There are some people who are into winter camping. This is pretty much a challenge since winter camping involves staying outdoors in harsh weather which can actually injure or even kill the camper.
While most winter campers return home okay, there are some who don’t. Some of them may have lost their way. The paths they may have taken may be covered with snow. Whatever the reason, their lives are at stake. Therefore, it is important to learn important tips on winter camping survival.
A very important, life saving aspect of winter camping survival involves finding and building shelter. Having good shelter protects a camper from snowstorms and extreme cold which can kill him.

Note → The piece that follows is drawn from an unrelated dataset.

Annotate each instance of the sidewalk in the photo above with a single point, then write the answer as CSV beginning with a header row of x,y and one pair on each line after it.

Where a camper builds shelter is an important consideration. Wooded areas are the best location since the area can provide protection against the brunt of the wind. These areas also provide timber for shelter construction, fuel for fire and concealment from sight. Open or barren areas will force the camper to use snow as a building material.
In winter camping survival, it is important not to use metal as shelter. The metal is a good conductor for cold and will drain away the heat generated from a human body.
Also, in winter camping survival, sleeping directly on the ground is a big no-no. Doing so will drain the body of heat. Therefore, it is important to lay down boughs, leaves and grass to act as insulating material.
Once the insulated floor has been laid down, it is time to build the walls and the roof. One of the most effective and easiest types of shelter to construct is a fallen tree shelter. As its name implies, the insulating material is built under a fallen tree after digging the snow out of it.
Once a little trench is dug out and the leaves and grass are laid, boughs and branches are arranged in a cone. More branches spell out thicker walls and better warmth. But it is also important not to lay out too many branches. That’s because the shelter must have some kind of ventilation.
Keeping warm is essential in winter camping survival. That is why a camper carries with a portable stove or lamp with him. However, when he is in his shelter, he should never forget to turn it off. Carbon monoxide, the gas that the portable stove gives off, is toxic and might get trapped in the shelter. Also, an unattended lamp might burn the shelter.